# Set ENV Variable to Project Path

In [8]:
# Automatically reload modules when they change
%load_ext autoreload
%autoreload 2

The autoreload extension is already loaded. To reload it, use:
  %reload_ext autoreload


Insert project root folder in environment variable

In [9]:
import os
import sys

def find_project_root(start_path=None, markers=(".git", "pyproject.toml", "requirements.txt")):
    """
    Walks up from start_path until it finds one of the marker files/folders.
    Returns the path of the project root.
    """
    if start_path is None:
        start_path = os.getcwd()

    current_path = os.path.abspath(start_path)

    while True:
        # check if any marker exists in current path
        if any(os.path.exists(os.path.join(current_path, marker)) for marker in markers):
            return current_path

        new_path = os.path.dirname(current_path)  # parent folder
        if new_path == current_path:  # reached root of filesystem
            raise FileNotFoundError(f"None of the markers {markers} found above {start_path}")
        current_path = new_path

project_root = find_project_root()
print("Project root:", project_root)

if project_root not in sys.path:
    sys.path.insert(0, project_root)


Project root: c:\ds_analytics_projects\darshil_course\apache-pyspark\darshil-pyspark


# Import Libraries

Import packages

In [10]:
import pandas as pd
import numpy as np
from pathlib import Path

Relative import

In [11]:
from utils.file_utils import get_project_path

In [12]:
from pyspark.sql import SparkSession

# Create SparkSession
spark = SparkSession.builder \
    .appName("RDD") \
    .config("spark.sql.catalogImplementation", "hive") \
    .enableHiveSupport() \
    .getOrCreate()

# **Distributed Shared Variables**

In addition to the **Resilient Distributed Dataset (RDD)** interface, Spark provides another set of **low-level APIs**: **distributed shared variables**. These are useful for efficiently sharing or collecting information across a cluster.

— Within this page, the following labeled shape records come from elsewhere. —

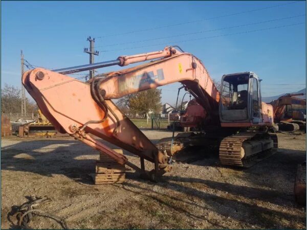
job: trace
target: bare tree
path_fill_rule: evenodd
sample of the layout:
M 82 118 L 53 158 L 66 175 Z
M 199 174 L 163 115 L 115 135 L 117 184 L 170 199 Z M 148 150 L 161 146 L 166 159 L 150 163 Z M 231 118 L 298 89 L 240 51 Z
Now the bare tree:
M 123 111 L 145 114 L 152 111 L 159 113 L 162 108 L 161 89 L 152 88 L 130 94 L 119 99 L 117 106 Z
M 30 102 L 26 98 L 26 103 L 27 110 L 29 113 L 37 110 L 37 106 L 35 102 Z M 4 87 L 1 89 L 1 112 L 20 113 L 21 105 L 20 89 L 13 85 L 5 84 Z
M 218 91 L 221 90 L 221 81 L 216 81 L 216 80 L 212 79 L 213 81 L 213 83 L 215 85 L 215 87 L 217 89 Z

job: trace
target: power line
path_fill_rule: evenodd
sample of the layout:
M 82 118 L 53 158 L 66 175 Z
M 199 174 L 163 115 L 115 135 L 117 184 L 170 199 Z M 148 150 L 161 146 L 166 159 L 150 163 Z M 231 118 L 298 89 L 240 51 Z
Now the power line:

There are **two types of distributed shared variables** in Spark:

1. **Broadcast Variables (BV)**
2. **Accumulators (AV)**

---

## **1. Broadcast Variables**

📌 **Problem**: Normally, when you pass a variable from the Driver into tasks, Spark serializes it and sends it with every task. This is inefficient for large objects (like lookup tables, ML models, or config maps).

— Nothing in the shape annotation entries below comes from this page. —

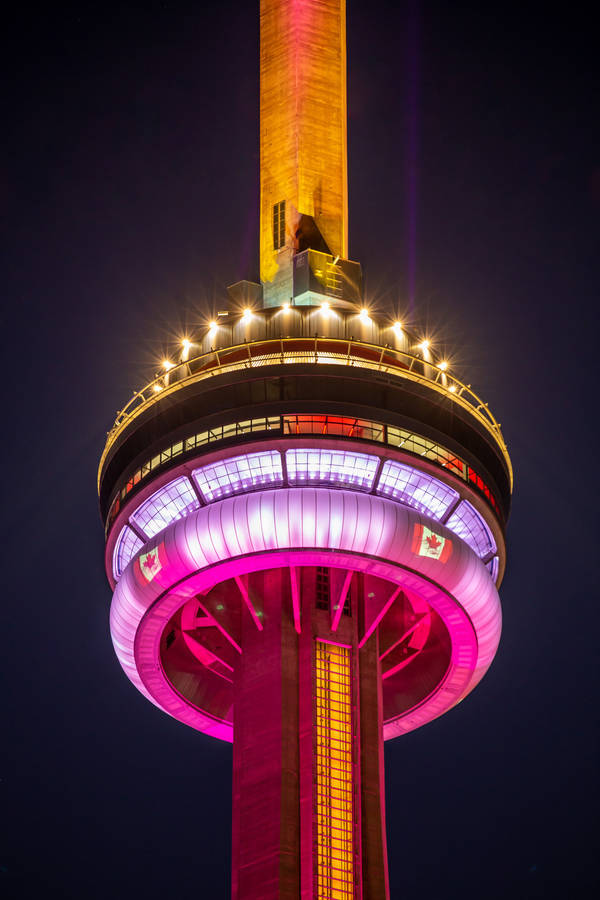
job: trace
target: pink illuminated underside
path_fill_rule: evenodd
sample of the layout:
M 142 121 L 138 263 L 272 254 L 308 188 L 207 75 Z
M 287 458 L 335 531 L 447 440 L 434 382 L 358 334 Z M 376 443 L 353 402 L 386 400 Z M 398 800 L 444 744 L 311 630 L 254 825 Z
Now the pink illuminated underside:
M 453 541 L 446 562 L 415 554 L 415 525 Z M 150 579 L 148 570 L 140 569 L 148 553 Z M 193 707 L 173 689 L 159 664 L 161 634 L 188 599 L 219 582 L 303 565 L 385 578 L 436 610 L 450 634 L 445 679 L 422 703 L 384 724 L 386 739 L 442 715 L 490 666 L 500 639 L 500 601 L 486 567 L 464 542 L 438 522 L 382 497 L 305 487 L 226 498 L 172 523 L 145 545 L 123 573 L 111 607 L 113 643 L 127 676 L 165 712 L 232 740 L 231 723 Z M 295 624 L 301 627 L 299 618 Z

📌 **Solution**: **Broadcast variables** are:

- **Immutable** (cannot be changed once created).
- **Cached on all Executors**, avoiding repeated transfers.
- Perfect for distributing **large read-only objects** across workers.

![image.png](attachment:image.png)

Driver broadcasts variable once → Executors cache locally → tasks reuse it.

---

### Example: Using a Broadcast Variable

In [13]:
myCollection = "My Name is Darshil and I love Spark".split(" ")
words = spark.sparkContext.parallelize(myCollection, 2)

# Large lookup table (could be MBs/GBs)
supplementalData = {"Name": 1000, "Darshil": 200,
                    "love": -300, "Spark": 100}

# Broadcast it to Executors
suppBroadcast = spark.sparkContext.broadcast(supplementalData)

# Access broadcasted value
print(suppBroadcast.value)

# Use inside transformations
words.map(lambda word: (word, suppBroadcast.value.get(word, 0))) \
     .sortBy(lambda wordPair: wordPair[1]) \
     .collect()

{'Name': 1000, 'Darshil': 200, 'love': -300, 'Spark': 100}


[('love', -300),
 ('My', 0),
 ('is', 0),
 ('and', 0),
 ('I', 0),
 ('Spark', 100),
 ('Darshil', 200),
 ('Name', 1000)]

✅ **Efficient** – lookup table sent once.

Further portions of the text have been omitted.